A face loomed in the darkness outside our stopped subway train. Outlined in glowing white lines. Xs for eyes. A hand-drawn, rictus grin. A mask. It bobbed along up and down the cars, pressing against the windows, fingertips tapping the glass. Giggling echoed down the tunnel, accompanying a high-pitched voice asking, “Who smiled? Whooo smiiiiled?”
Within, some of us glanced around at each other, wondering who had broken the taboo. At all stations, ancient signs declared, “Do not smile at strangers.” Relics of a time of scams and con artists. Now the tunnels were too dangerous for casual opportunists. Suggestion had become rule.
The voice of the conductor buzzed over the intercom. “Who pulled the emergency brake? What’s going on?”
In front of me, the face had paused, tilted, as if curious. A bare finger rubbed against the glass. Over and over. “Was it youuuu?”
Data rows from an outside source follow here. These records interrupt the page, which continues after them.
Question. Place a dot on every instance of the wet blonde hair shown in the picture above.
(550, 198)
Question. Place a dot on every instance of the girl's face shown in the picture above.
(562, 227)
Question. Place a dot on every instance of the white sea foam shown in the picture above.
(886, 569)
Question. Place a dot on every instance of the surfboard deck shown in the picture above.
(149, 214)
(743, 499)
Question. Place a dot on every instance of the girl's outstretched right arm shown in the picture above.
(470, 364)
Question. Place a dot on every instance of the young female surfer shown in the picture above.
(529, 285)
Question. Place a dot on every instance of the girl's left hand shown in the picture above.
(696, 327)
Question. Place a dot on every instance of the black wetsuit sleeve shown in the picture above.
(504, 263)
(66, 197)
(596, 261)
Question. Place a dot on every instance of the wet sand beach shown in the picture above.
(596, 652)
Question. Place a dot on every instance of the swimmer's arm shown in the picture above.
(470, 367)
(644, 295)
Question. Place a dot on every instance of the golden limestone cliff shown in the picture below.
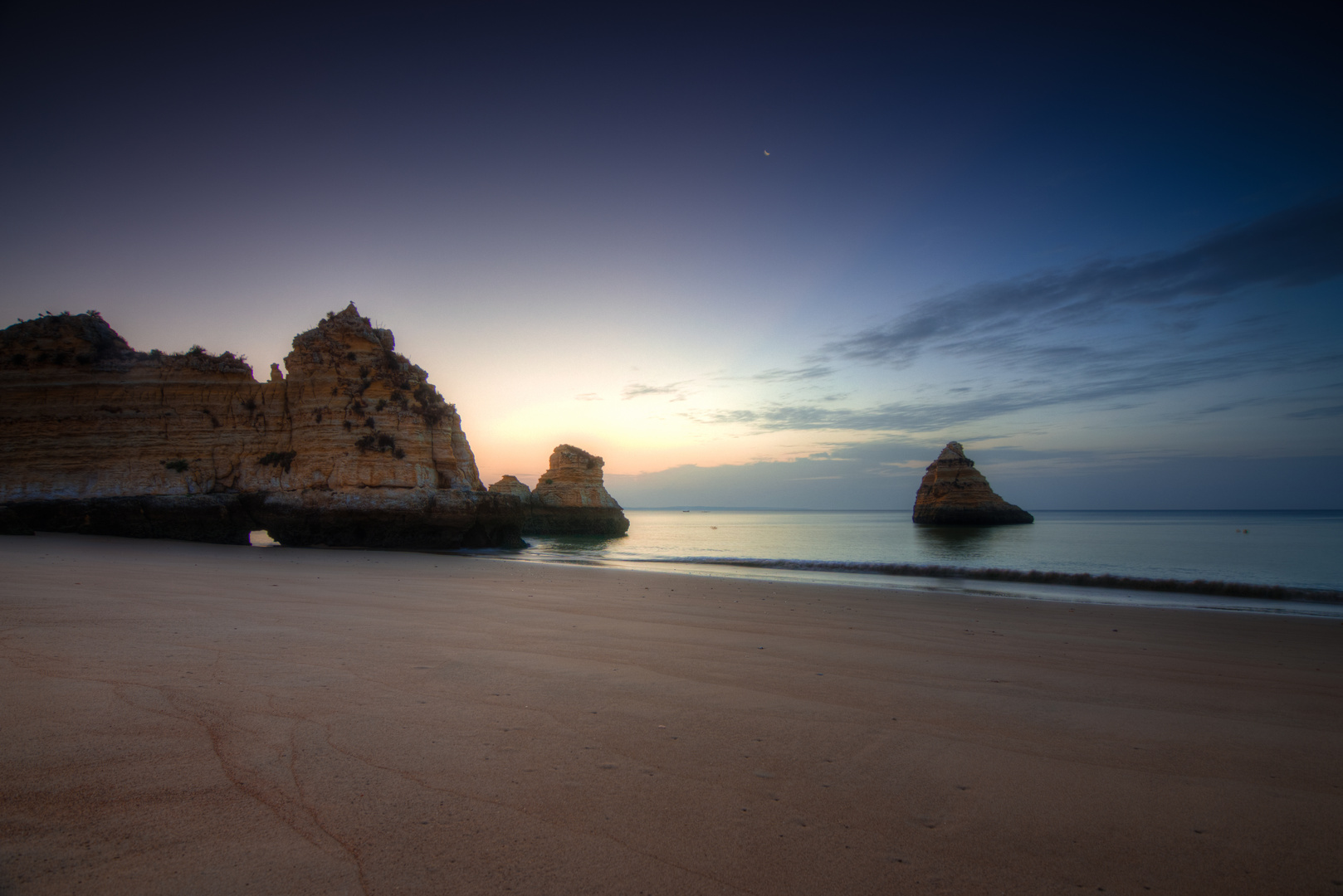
(354, 446)
(569, 497)
(955, 494)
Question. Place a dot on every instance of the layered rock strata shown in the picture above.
(569, 497)
(955, 494)
(352, 448)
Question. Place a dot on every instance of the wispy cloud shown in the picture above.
(1316, 412)
(639, 390)
(779, 375)
(1106, 379)
(1295, 247)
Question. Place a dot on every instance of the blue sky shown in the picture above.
(767, 258)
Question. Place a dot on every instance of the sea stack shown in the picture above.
(352, 448)
(569, 497)
(955, 494)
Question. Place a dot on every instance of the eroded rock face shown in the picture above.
(955, 494)
(354, 448)
(569, 497)
(510, 485)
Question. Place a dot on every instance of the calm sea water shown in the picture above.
(1262, 547)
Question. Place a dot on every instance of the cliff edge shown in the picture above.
(955, 494)
(354, 446)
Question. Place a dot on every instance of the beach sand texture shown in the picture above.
(206, 719)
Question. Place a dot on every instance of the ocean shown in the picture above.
(1291, 548)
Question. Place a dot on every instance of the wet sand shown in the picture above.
(204, 719)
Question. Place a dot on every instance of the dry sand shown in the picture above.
(202, 719)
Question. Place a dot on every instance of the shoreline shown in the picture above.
(1036, 577)
(1008, 589)
(195, 718)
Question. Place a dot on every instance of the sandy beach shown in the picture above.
(203, 719)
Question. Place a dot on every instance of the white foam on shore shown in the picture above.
(979, 587)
Behind me, a woman stuttered a reply to the conductor. “No one,” she explained. “S-someone smiled at a stranger.”
A curse word sounded through the intercom before the conductor remembered to close the channel. Without the presence of an authority figure, the entire car held its collective breath.
The face watched us like fish in a bowl.
As the engine revved, the train lurched forward. Before me, beside the mask, the white outline of a hand bloomed, fingers outspread. They waved cheerfully at me. As the face receded, the voice sang out, “Byeeeeee.”